N.B.: BM derived APCs don´t express TRAs, this process is uniquely dedicated to mTECs. Exception is represented by thymic B cells which were shown to express TRAs and Aire.

== Thymic dendritic cells ==
Systemic ablation of dendritic cells (DCs) was shown to cause fatal manifestations of autoimmunity which points to their importance in central tolerance. Indeed, as mTECs represent exclusive donors of TRAs, experiments with first antigen transfer mouse models discovered thymic dendritic cells (DCs) to be so far the only known TRAs acceptors involved in antigen transfer. Indispensability of DCs for the establishment of central tolerance was further verified by recent analysis, which revealed that DCs mediate both recessive and dominant tolerance, with preference for the latter, via presentation of more common TRAs.

=== Subsets ===

==== tDCs ====
The most efficient subset in TRA presentation and both modes of central tolerance was found to be CD8α^{+} thymic-derived DCs (tDCs). This subset was also shown to express XCR1 and to be attracted by mTECs via XCL1 chemokine expression. tDCs rise intrathymically and constitute approximately half of thymic DCs population.

==== mDCs ====
Sirpα^{+} migratory DCs (mDCs) form second subset of thymic DCs. They rise extrathymically, and were shown to present self antigens, especially blood-borne antigens, in the thymus, which they acquire in the periphery. They were also shown to be more efficient in T regulatory cells selection than clonal deletion.

==== pDCs ====
The last abundant subset of thymic DCs is represented by B220^{+} plasmacytoid DCs (pDCs) which also rise extrathymically and transfer peripheral antigens from the periphery to the thymus to mediate selection processes.
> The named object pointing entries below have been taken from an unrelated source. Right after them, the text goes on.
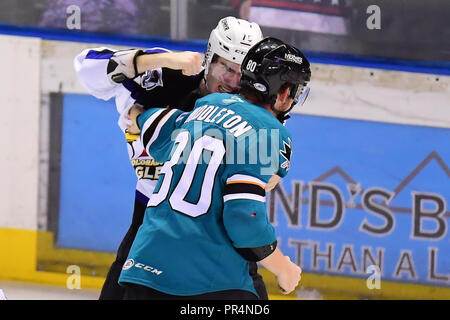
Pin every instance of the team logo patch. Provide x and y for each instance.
(128, 264)
(151, 79)
(286, 154)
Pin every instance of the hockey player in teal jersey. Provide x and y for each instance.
(207, 216)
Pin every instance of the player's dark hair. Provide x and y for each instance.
(271, 65)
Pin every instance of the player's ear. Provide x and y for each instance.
(284, 94)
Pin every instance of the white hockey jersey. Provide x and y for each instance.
(159, 87)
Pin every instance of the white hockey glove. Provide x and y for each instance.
(122, 65)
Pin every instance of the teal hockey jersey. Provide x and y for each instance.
(210, 197)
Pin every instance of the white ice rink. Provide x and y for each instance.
(30, 291)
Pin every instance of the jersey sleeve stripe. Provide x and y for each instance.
(152, 133)
(243, 196)
(243, 178)
(245, 187)
(246, 182)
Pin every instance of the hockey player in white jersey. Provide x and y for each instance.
(156, 77)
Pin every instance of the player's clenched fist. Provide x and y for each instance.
(289, 278)
(188, 62)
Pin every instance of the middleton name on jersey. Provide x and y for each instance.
(226, 117)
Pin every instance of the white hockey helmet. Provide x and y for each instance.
(231, 40)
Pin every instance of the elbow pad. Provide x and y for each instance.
(258, 253)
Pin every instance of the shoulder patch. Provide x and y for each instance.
(152, 79)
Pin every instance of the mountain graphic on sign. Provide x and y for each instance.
(414, 180)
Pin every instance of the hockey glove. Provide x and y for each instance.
(122, 65)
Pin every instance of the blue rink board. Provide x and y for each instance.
(373, 154)
(97, 179)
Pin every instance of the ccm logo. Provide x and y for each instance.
(148, 268)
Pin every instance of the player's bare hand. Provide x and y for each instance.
(190, 63)
(133, 113)
(290, 277)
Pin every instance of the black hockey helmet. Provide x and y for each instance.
(270, 64)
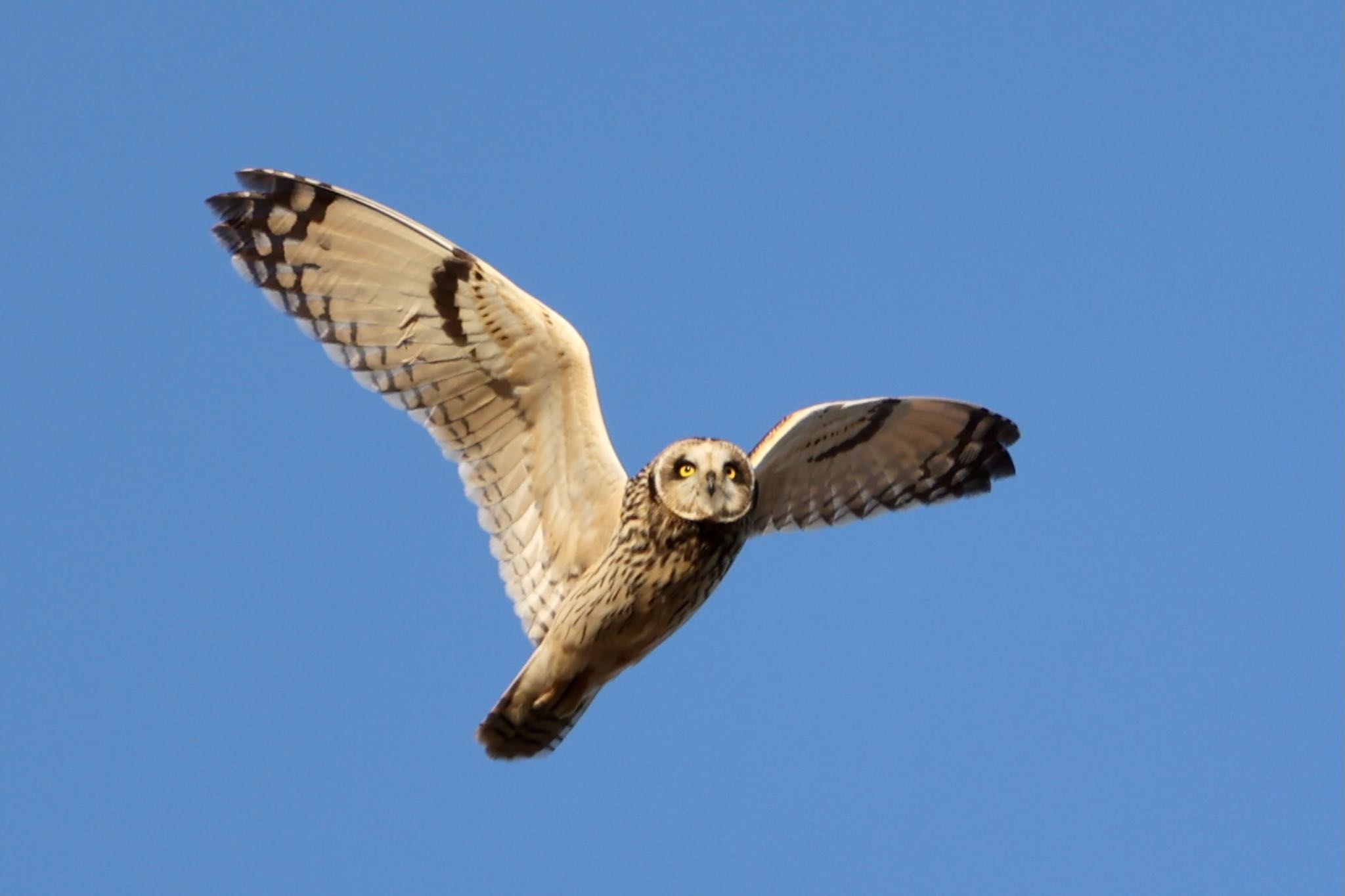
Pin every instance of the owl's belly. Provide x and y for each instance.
(622, 613)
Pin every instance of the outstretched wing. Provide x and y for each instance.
(843, 461)
(502, 382)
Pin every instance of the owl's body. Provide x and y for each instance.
(600, 567)
(657, 571)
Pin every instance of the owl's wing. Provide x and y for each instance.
(502, 382)
(844, 461)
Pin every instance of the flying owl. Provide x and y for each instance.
(602, 567)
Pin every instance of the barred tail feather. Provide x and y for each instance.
(521, 729)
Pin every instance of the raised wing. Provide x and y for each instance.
(844, 461)
(502, 382)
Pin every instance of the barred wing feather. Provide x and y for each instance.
(844, 461)
(502, 383)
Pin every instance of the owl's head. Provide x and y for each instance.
(704, 480)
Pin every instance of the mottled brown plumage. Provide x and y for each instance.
(600, 568)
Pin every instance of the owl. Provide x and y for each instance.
(602, 567)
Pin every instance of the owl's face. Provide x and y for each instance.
(704, 480)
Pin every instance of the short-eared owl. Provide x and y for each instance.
(602, 567)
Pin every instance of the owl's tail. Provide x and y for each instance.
(527, 725)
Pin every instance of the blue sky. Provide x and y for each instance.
(249, 622)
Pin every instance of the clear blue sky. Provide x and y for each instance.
(249, 622)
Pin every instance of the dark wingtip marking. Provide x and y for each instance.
(443, 291)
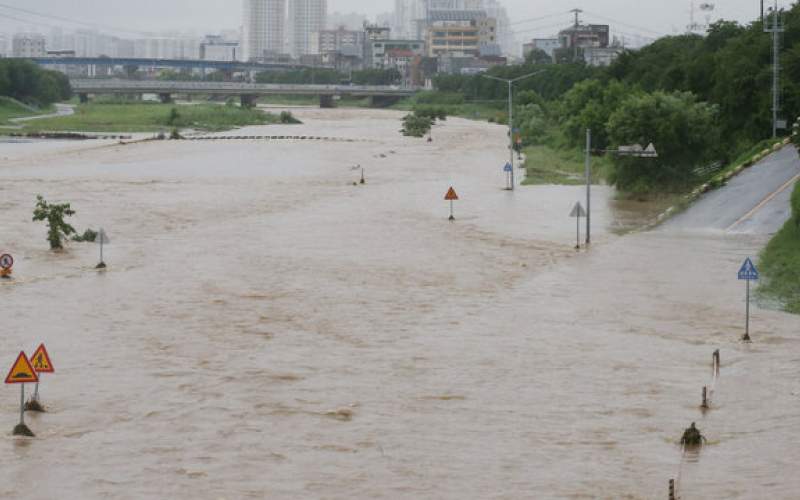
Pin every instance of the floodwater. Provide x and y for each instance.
(268, 330)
All these thymic DC subsets were shown to participate in antigen transfer. Nevertheless, only tDCs and mDCs were observed to utilize transferred TRAs for indirect presentation which led to the processes of central tolerance.

== Mechanism ==
The unambiguous mechanism of the antigen transfer is still unknown. However, there are three possible ways: I. acquisition of mTEC apoptotic bodies, which could possibly be related with low mTEC lifespan II. acquisition of exosomes and III. acquisition via trogocytosis, how antigen transfer can be mediated.

There is also an evidence, that antigen transfer and therefore indirect presentation by thymic DCs are regulated by PGE activator Aire.